As he did back then, Graham is speaking on moral issues of the day—except this time around, the issues are the sanctity of life and the preservation of the true definition of marriage.
He is not poking his finger in anyone’s eye or calling names; that has never been his style. But Graham understands that these are moral issues, about which the Bible speaks clearly, and also sees how radical efforts to redefine marriage harm religious freedom. And he has undoubtedly seen the cases brought against people of faith for not embracing the new and surprisingly intolerant message of “tolerance.”
Traditional religious faith, with its notions that certain behaviors separate us from God (dare we say “sin”?), are now the wrong answer and no longer a view to be tolerated.

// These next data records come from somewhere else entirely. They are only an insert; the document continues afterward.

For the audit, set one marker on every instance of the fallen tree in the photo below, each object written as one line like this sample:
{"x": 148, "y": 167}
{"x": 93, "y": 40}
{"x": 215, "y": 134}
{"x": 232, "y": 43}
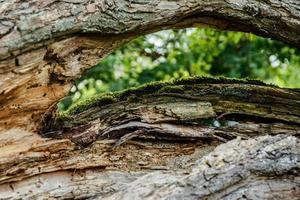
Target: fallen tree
{"x": 195, "y": 138}
{"x": 159, "y": 141}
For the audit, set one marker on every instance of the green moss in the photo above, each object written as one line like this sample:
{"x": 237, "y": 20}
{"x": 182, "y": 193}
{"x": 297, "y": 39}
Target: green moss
{"x": 98, "y": 100}
{"x": 172, "y": 89}
{"x": 151, "y": 88}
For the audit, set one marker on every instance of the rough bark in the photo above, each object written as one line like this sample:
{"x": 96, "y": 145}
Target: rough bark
{"x": 208, "y": 139}
{"x": 44, "y": 45}
{"x": 189, "y": 139}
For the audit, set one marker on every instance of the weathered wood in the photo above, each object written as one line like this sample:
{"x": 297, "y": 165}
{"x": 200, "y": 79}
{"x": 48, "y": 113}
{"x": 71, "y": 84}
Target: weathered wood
{"x": 266, "y": 167}
{"x": 187, "y": 109}
{"x": 168, "y": 134}
{"x": 45, "y": 45}
{"x": 160, "y": 141}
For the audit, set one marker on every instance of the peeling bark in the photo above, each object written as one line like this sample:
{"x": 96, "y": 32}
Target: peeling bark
{"x": 209, "y": 139}
{"x": 45, "y": 45}
{"x": 190, "y": 139}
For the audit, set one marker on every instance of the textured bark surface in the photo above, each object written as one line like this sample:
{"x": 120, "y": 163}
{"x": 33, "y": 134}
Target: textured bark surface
{"x": 45, "y": 45}
{"x": 207, "y": 139}
{"x": 189, "y": 139}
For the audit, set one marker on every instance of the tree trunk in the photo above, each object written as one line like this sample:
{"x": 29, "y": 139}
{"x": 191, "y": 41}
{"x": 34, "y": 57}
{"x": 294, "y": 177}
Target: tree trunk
{"x": 45, "y": 45}
{"x": 189, "y": 139}
{"x": 196, "y": 138}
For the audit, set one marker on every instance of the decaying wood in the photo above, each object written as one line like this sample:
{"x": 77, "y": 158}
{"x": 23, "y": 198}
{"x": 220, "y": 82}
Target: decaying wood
{"x": 45, "y": 45}
{"x": 266, "y": 167}
{"x": 187, "y": 109}
{"x": 190, "y": 139}
{"x": 209, "y": 139}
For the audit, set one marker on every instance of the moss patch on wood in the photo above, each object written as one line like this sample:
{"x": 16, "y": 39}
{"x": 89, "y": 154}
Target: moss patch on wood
{"x": 175, "y": 86}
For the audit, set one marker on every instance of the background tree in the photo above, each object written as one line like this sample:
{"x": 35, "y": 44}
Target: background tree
{"x": 189, "y": 52}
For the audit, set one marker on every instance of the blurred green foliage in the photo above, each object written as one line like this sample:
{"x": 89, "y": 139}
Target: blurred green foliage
{"x": 173, "y": 54}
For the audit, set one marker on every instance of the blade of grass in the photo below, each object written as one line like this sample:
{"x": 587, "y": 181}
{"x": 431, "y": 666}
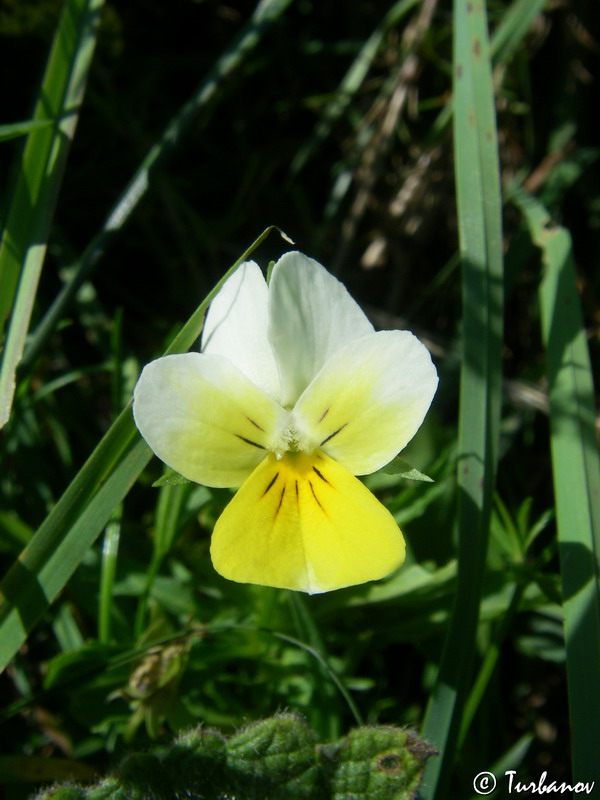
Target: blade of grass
{"x": 57, "y": 548}
{"x": 479, "y": 211}
{"x": 350, "y": 84}
{"x": 576, "y": 475}
{"x": 15, "y": 129}
{"x": 25, "y": 236}
{"x": 265, "y": 13}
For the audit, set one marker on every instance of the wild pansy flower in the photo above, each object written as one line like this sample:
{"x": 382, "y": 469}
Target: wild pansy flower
{"x": 292, "y": 396}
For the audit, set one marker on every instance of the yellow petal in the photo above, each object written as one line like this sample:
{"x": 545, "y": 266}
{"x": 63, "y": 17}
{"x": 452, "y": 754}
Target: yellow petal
{"x": 305, "y": 523}
{"x": 368, "y": 401}
{"x": 204, "y": 418}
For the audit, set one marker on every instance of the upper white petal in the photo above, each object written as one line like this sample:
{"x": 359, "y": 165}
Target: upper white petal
{"x": 311, "y": 316}
{"x": 204, "y": 418}
{"x": 236, "y": 327}
{"x": 368, "y": 401}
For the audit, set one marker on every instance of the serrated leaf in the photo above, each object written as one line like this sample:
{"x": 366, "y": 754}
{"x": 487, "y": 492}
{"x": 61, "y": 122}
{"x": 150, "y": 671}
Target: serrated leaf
{"x": 278, "y": 758}
{"x": 398, "y": 466}
{"x": 171, "y": 478}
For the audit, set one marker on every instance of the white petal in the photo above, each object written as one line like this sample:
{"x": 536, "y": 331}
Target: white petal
{"x": 204, "y": 418}
{"x": 236, "y": 327}
{"x": 311, "y": 315}
{"x": 368, "y": 401}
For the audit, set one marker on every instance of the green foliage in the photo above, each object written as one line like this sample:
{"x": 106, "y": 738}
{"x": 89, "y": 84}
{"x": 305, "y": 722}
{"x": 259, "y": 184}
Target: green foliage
{"x": 201, "y": 123}
{"x": 277, "y": 758}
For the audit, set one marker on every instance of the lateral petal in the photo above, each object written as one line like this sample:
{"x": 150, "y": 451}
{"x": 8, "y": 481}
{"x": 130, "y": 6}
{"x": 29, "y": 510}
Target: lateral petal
{"x": 368, "y": 401}
{"x": 236, "y": 327}
{"x": 204, "y": 418}
{"x": 303, "y": 522}
{"x": 311, "y": 315}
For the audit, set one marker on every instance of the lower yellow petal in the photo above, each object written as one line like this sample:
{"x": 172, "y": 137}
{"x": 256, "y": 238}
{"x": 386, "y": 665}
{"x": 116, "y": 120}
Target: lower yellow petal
{"x": 304, "y": 522}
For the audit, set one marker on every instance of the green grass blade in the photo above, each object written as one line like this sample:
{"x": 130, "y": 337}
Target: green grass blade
{"x": 479, "y": 211}
{"x": 576, "y": 473}
{"x": 265, "y": 13}
{"x": 350, "y": 84}
{"x": 57, "y": 548}
{"x": 23, "y": 245}
{"x": 514, "y": 26}
{"x": 15, "y": 129}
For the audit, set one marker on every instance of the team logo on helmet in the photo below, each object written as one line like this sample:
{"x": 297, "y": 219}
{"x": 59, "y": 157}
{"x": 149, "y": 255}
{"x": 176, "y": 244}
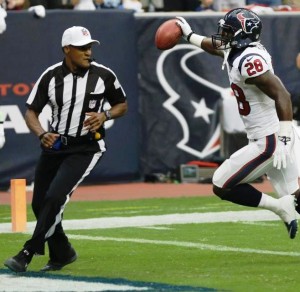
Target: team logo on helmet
{"x": 247, "y": 23}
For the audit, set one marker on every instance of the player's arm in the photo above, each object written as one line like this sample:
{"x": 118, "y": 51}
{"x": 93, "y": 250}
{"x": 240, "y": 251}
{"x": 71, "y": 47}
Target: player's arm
{"x": 200, "y": 41}
{"x": 271, "y": 85}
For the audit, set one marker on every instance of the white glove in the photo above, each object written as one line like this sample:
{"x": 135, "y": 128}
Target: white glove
{"x": 284, "y": 145}
{"x": 3, "y": 14}
{"x": 39, "y": 10}
{"x": 185, "y": 27}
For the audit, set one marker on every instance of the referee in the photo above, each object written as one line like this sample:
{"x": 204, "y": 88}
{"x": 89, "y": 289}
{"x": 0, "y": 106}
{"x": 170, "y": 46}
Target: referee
{"x": 76, "y": 90}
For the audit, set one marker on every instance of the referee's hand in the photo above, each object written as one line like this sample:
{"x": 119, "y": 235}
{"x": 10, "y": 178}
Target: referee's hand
{"x": 48, "y": 139}
{"x": 94, "y": 121}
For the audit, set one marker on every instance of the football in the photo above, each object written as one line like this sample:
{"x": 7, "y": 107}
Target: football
{"x": 167, "y": 35}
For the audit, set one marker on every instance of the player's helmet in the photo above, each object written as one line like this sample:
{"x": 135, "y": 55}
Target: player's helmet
{"x": 237, "y": 29}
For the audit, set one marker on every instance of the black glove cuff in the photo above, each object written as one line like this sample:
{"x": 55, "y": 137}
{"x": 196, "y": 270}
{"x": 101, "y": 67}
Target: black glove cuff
{"x": 42, "y": 135}
{"x": 189, "y": 36}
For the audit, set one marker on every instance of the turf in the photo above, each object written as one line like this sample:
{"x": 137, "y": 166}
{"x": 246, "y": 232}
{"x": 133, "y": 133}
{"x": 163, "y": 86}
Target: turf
{"x": 235, "y": 256}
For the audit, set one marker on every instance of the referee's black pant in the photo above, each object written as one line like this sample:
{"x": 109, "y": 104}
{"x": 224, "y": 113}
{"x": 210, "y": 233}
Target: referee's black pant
{"x": 57, "y": 175}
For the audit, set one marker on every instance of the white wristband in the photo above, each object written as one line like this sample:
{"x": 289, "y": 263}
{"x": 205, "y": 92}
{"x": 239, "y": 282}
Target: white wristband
{"x": 196, "y": 39}
{"x": 285, "y": 128}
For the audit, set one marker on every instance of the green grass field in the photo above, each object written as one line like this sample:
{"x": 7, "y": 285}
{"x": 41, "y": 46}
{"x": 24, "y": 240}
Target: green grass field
{"x": 232, "y": 256}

Graham’s religious beliefs, shared by many, have not moved. Instead, the radicalized politics of moral issues have become a battering ram against his beliefs.
So take heart; Billy Graham is not getting political. He is speaking with clarity on the profound moral issues at stake in this election, and the voice that has counseled presidents, world leaders, and so many millions, is now happily speaking to our nation again.